Y, sin embargo, en ciertos ambientes, se pretende dar una apariencia de normalidad: “el curso sigue adelante”, “la comunidad educativa está preparada para esto”, “la fecha definitiva de la EvAU será del 7 al 9 de julio”, “el profesorado tendrá que ser flexible”, “juntos lo superaremos”. La rapidez de la interiorización de estos mensajes en buena parte del profesorado no deja de ser sorprendente.

La novedad implica cierto punto de incertidumbre y, en tiempos nebulosos, un clavo ardiendo puede otorgar cierta estabilidad. Cuando la ministra de educación italiana, Azzolina, comunicó la pretensión de asegurar el año escolar y facilitar un aprobado general, miles de tertulianos expertos en política educativa salieron a posicionarse a favor o en contra por las redes sociales. Desde hace una semana el debate se ha trasladado aquí. El profesorado, polarizado como siempre, se divide entre los que sostienen que “ya se veía venir” y los que dicen “¿y ahora qué carajos hacemos?”. Los primeros asumen las declaraciones de Celaá como instrucciones cristalinas para una resolución eficaz del conjunto problemático derivado de la situación actual. Los segundos están divididos, a su vez, entre los que dicen que “no van a aprobar a todo dios” y los que se lo están pensando.

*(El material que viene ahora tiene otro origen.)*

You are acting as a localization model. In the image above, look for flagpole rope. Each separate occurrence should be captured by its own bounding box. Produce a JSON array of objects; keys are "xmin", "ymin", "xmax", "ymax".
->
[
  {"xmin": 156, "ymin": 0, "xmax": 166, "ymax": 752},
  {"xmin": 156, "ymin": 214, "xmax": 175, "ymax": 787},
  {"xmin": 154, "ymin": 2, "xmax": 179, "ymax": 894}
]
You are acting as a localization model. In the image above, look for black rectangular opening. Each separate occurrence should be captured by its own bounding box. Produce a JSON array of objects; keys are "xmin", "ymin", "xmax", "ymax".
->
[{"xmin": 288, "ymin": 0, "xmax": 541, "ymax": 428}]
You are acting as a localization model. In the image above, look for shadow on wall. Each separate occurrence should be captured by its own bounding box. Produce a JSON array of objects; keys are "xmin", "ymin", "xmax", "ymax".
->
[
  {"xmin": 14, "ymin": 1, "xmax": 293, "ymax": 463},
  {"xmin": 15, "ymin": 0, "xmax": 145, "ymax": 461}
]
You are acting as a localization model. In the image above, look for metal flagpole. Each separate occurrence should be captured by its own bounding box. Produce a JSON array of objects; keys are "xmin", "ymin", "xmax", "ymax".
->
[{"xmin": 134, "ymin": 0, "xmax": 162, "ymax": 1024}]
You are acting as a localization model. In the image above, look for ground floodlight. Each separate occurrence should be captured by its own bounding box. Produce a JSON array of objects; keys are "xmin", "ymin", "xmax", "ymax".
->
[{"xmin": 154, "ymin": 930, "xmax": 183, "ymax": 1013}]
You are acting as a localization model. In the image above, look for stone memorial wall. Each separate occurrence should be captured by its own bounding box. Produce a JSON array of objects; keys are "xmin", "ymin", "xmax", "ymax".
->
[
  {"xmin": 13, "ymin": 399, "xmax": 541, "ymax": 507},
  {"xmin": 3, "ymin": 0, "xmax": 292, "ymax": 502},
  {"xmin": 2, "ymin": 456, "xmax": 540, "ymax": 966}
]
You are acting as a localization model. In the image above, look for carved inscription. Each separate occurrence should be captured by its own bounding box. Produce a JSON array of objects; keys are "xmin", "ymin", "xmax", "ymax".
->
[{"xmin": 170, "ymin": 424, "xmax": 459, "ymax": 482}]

Y lo cierto es que quieren situar el debate sobre la próxima implantación del aprobado general en el terreno de la docencia pero el profesorado aún no se ha pronunciado. Si la decisión se toma desde arriba, entonces tendrá que ser el Ministerio, la Consejería de Educación o la institución política correspondiente quien asuma tal decisión. Nos equivocamos si pensamos que esta es una imposición del gobierno. Entre las labores docentes consta el ejercicio de un proceso de evaluación. Corresponde, pues, a la comunidad docente manifestarse y tomar la decisión. Aunque para una parte significativa del profesorado, las sesiones de evaluación se convierten en un proceso de ajusticiamiento del alumnado bajo la categórica rúbrica de listo/tonto/bueno/malo y sus múltiples combinaciones, la decisión no es baladí.

Si aceptamos que en una situación excepcional son necesarias medidas excepcionales, el aprobado general parece la alternativa más sensata en estas circunstancias. Frente a la meritocracia capitalista, si pensamos el proceso de evaluación más allá de la cuantificación calificativa de una nota o incluso si imaginamos la educación sin un protocolo de evaluación, comprenderemos que los saberes adquiridos son de orden cualitativo y cobrarán, de nuevo, sentido las reivindicaciones de los movimientos estudiantiles universitarios a principios de los 70 y las revueltas italianas por el sei politico.